Who is the author of The Politics of Translation?

Gayatri Chakravorty Spivak
Gayatri Chakravorty Spivak is an Indian scholar, literary theorist, and feminist critic. She has made a significant statement on “the politics of translation” related to the role of translation as an important factor of the feminist agenda and supporting women’s rights.

What is Spivak saying in Can the subaltern Speak?

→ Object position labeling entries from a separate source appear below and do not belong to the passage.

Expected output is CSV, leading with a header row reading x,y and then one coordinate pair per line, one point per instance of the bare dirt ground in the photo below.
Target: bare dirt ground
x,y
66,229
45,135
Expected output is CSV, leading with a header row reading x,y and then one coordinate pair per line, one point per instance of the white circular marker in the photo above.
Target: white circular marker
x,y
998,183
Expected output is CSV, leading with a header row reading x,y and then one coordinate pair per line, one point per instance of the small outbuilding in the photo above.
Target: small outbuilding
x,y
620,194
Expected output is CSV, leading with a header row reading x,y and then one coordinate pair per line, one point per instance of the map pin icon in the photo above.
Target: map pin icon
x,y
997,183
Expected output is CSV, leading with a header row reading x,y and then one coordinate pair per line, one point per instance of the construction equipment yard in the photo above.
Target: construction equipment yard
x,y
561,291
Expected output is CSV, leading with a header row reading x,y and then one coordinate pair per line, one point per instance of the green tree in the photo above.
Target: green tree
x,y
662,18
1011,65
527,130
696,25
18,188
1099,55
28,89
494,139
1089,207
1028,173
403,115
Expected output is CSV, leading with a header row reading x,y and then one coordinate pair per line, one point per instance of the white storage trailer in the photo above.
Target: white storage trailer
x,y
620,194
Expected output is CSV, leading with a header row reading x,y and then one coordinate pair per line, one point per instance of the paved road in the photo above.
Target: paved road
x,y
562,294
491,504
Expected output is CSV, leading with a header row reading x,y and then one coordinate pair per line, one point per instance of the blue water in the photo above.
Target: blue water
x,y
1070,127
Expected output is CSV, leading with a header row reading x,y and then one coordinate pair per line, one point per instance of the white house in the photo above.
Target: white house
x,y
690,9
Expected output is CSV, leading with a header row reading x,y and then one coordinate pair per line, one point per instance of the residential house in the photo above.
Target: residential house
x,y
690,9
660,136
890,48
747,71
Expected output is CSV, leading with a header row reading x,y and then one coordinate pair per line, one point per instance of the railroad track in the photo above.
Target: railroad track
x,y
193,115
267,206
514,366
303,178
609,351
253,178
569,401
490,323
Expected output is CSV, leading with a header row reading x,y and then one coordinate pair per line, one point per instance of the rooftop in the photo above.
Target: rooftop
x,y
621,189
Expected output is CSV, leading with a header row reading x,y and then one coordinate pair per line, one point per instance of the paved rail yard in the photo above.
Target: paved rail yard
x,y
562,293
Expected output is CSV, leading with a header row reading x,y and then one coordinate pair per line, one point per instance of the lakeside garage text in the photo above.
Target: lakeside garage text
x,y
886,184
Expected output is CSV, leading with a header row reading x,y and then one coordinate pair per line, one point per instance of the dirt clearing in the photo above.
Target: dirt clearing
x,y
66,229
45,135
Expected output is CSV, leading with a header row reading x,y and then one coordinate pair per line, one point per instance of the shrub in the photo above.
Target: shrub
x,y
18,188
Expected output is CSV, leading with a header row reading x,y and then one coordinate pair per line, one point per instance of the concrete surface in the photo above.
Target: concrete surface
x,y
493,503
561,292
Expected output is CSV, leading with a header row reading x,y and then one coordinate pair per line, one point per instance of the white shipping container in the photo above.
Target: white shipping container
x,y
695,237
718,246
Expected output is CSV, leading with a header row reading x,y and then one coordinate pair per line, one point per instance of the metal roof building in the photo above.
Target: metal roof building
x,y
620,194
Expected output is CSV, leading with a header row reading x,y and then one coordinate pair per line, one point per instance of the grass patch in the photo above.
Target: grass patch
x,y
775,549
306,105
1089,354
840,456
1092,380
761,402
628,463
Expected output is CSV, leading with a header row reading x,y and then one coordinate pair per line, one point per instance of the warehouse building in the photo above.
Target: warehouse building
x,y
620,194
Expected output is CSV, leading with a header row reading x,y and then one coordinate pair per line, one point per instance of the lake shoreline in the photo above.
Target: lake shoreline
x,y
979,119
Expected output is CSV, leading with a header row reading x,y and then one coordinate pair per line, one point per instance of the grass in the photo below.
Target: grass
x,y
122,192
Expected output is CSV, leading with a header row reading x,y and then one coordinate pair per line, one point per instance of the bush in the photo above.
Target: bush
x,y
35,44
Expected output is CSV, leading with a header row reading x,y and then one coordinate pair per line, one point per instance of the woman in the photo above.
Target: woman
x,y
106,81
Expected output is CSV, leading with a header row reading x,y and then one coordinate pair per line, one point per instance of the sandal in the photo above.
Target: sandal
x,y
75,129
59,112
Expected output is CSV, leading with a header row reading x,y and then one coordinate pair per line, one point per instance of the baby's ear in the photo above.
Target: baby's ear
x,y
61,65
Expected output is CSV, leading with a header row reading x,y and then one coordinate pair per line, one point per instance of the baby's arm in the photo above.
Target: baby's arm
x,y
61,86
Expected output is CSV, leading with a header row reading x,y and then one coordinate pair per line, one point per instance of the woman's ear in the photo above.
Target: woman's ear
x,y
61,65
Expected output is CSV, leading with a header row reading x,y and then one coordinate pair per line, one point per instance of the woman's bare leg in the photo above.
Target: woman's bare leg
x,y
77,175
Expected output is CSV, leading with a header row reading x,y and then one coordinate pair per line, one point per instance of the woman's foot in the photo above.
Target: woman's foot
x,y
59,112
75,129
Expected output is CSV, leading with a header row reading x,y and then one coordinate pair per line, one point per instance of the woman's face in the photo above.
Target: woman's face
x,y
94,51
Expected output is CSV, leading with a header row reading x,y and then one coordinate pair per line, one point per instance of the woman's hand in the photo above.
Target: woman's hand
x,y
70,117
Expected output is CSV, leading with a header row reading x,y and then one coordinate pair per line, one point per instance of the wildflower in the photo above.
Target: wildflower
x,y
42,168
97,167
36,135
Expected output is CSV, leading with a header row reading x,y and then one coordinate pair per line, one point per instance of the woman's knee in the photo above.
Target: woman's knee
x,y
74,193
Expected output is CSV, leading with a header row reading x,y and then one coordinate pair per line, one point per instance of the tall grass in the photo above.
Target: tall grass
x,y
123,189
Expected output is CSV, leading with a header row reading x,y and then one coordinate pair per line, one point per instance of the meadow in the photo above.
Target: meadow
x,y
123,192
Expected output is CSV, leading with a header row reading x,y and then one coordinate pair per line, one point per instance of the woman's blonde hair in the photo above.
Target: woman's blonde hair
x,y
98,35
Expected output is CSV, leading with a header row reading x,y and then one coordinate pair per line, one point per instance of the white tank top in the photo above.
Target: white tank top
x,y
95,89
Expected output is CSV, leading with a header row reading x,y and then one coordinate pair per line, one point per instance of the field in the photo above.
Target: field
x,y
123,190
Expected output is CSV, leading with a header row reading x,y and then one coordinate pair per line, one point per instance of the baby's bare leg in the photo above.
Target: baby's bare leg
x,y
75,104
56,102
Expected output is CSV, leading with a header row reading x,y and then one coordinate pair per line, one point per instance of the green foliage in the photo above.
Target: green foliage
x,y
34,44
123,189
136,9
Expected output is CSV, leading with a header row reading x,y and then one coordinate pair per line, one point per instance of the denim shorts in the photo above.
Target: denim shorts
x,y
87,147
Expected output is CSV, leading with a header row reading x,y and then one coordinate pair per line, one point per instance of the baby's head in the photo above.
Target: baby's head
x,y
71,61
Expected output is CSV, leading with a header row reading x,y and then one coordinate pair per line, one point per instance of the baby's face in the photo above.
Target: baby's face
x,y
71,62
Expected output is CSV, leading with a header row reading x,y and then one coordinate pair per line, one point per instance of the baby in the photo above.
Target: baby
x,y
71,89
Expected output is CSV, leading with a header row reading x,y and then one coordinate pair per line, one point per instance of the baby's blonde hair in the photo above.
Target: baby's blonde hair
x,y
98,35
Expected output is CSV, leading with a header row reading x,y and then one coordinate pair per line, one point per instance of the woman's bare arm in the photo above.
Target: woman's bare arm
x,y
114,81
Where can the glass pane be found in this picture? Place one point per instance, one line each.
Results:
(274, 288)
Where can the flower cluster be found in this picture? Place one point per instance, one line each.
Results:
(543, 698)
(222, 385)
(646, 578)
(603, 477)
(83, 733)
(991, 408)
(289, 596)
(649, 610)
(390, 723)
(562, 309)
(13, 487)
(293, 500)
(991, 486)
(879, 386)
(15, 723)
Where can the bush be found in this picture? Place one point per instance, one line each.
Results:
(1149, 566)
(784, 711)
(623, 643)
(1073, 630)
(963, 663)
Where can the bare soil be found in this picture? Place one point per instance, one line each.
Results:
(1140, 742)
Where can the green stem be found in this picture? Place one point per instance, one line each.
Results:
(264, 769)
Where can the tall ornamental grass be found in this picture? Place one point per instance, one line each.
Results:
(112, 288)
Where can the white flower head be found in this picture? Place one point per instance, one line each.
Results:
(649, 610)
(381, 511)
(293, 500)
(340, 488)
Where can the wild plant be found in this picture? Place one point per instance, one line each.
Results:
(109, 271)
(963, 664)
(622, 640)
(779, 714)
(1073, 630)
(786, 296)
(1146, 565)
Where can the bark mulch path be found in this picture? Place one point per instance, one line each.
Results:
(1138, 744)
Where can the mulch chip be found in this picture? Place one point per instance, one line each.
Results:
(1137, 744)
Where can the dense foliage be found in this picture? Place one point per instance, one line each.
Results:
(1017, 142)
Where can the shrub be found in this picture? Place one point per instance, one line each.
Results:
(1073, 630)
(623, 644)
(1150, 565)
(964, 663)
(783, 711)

‘, Spivak offers the sentence ”White men are saving the brown women from brown men’ as one interpretation of the relationship between colonizer and colonized. How far does this sentence reflect the representations of British dealings with India in the texts you have studied?

What is Spivak saying in Can the Subaltern Speak?

What is the politics of translation for Spivak?

Translation for Spivak is an act of understanding the other as well as the self. For her it has a political dimension, as it is a strategy that can be consciously employed. She uses the feminine adjectives like submission, intimacy and understanding for theorizing translation.

Why did Gayatri Chakravorty conclude that subaltern cannot speak?

Because her attempt at “speaking” outside normal patriarchal channels was not understood or supported, Spivak concluded that “the subaltern cannot speak.”

What does Gayatri Chakravorty Spivak say about translation?

A significant statement on The Politics of Translation comes from Gayatri Chakravorty Spivak (1998:95-118) who considers translation as an important approach in pursuing the larger feminist agenda of achieving women’s `solidarity’. The task of the feminist translator is to consider language as a sign to the working of gendered agency.

What did Gayatri Chakravorty contribute to postcolonial studies?

Her reputation was first made for her translation and preface to Derrida’s Of Grammatology (1976) and she has since applied deconstructive strategies to various theoretical engagements and textual analyses including feminism, Marxism, literary criticism and postcolonialism. My position is generally a reactive one.